Les tenants de la sociologie critique et de la vulgate foucaldo-bourdieusienne sont-ils majoritaires à l’université ?

La question est de savoir si les tenants de la sociologie critique sont majoritaires dans le monde scientifique ou bien s’ils parlent simplement plus fort. Il y a eu une étude de l’INA sur les talk-shows publiée en 2017 : parmi les personnes les plus invitées sur les plateaux entre 2010 et 2015, on trouve en premier Patrick Bruel, et en deuxième Éric Fassin, sociologue militant par excellence. Si on prend les noms les plus recherchés de la sociologie, on s’aperçoit que Bourdieu et Foucault écrasent partout dans le monde Boudon et Coleman, tenant de la sociologie analytique. Ce sont ces auteurs critiques qui sont enseignés à l’université, comme le montre le volume de recherches sur Internet corrélé au calendrier universitaire. Il y a une intimidation morale très forte, notamment sur les campus américains. Quiconque va à l’encontre de la doxa est immédiatement traité de « réactionnaire ».

Pourquoi un tel succès ?

La pensée critique crée une forme de halo. Il y a un effet de dévoilement : on a l’impression de comprendre tout d’un coup les clefs d’un monde ultracomplexe. Le doute a des droits, mais il a aussi des devoirs, et le premier est de mettre à distance ses intuitions. Ce n’est pas parce qu’une théorie procure un sentiment de satisfaction intellectuelle qu’elle est vraie. Elle s’appuie sur un biais cognitif bien connu : le monocausalisme, qui voudrait trouver une cause unique à tous nos maux. Il y a une grande tentation de la science à chercher le primo mobile, la cause première. Nous sommes pétris de mots totems comme « néolibéralisme », « réactionnaire », qui sont utilisés sans être définis. Il y a aussi une tendance héritée peut-être du marxisme, à tout ramener à la cause économique. L’hyper esprit critique s’est retourné contre l’esprit critique. La relativisation des valeurs a abouti à la négation de la vérité.

« Post-vérité » a été élu mot de l’année par le dictionnaire d’Oxford. Que pensez-vous de ce concept ?

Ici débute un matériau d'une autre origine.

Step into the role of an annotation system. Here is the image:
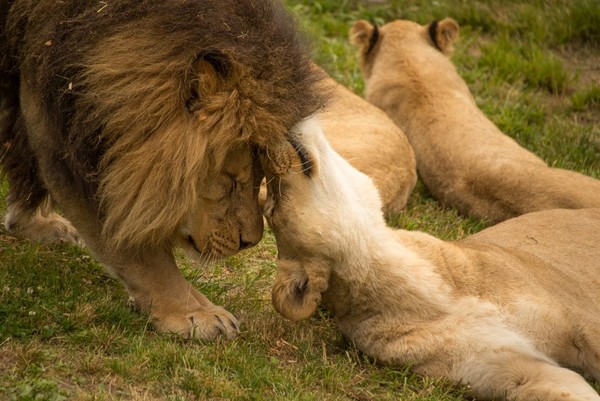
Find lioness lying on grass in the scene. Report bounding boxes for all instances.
[264,116,600,401]
[260,66,417,216]
[350,18,600,222]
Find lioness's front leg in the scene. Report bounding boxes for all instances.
[105,251,239,340]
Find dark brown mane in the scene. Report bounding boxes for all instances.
[0,0,323,248]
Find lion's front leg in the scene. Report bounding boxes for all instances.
[111,251,239,340]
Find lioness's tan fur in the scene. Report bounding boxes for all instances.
[317,68,417,215]
[261,66,417,216]
[265,119,600,401]
[350,18,600,222]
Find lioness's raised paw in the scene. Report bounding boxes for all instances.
[4,206,83,246]
[155,305,239,341]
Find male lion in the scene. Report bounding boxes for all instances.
[350,18,600,222]
[0,0,320,339]
[265,118,600,401]
[260,66,417,216]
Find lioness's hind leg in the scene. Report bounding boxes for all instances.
[4,198,83,245]
[462,349,600,401]
[0,112,81,244]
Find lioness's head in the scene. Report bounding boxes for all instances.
[350,18,459,101]
[263,115,382,320]
[350,18,459,74]
[178,145,263,259]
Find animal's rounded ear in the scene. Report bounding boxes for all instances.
[271,260,329,321]
[185,52,232,111]
[349,19,379,54]
[429,18,459,55]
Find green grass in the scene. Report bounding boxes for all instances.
[0,0,600,400]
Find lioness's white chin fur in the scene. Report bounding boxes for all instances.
[270,121,600,401]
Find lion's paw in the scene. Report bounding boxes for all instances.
[156,305,239,340]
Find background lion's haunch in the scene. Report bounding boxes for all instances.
[0,0,320,338]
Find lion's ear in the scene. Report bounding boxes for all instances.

Je m’intéresse beaucoup aux croyances collectives, et j’ai écrit un livre qui s’appelle La Démocratie des crédules, où je pointais les dangers de la dérégulation du marché de l’information, qui permet notamment le développement des théories du complot. Pour autant, je ne crois pas que les individus soient devenus « indifférents » à la vérité. Notre cerveau n’a pas muté. Mais ce qui est vrai, c’est que le mensonge est plus disponible sur le marché de la connaissance. Or, comme nous sommes spontanément des avares cognitifs, des feignants intellectuels, nous allons vers ce qui nous paraît le plus simple, les effets de dévoilement qui nous donnent l’impression de maîtriser facilement le monde. Il est prouvé scientifiquement que rétrojuger sur nos intuitions premières est coûteux énergétiquement ! Sortir de nos réflexes cognitifs exige un effort, mais c’est le pari que nous faisons dans ce livre : une démocratie de la connaissance est possible !

* Le Danger sociologique (PUF, 238 p., 17€). Gérald Bronner est professeur de sociologie à l’université Paris Diderot et Étienne Géhin est agrégé de philosophie et ancien maître de conférences en sociologie.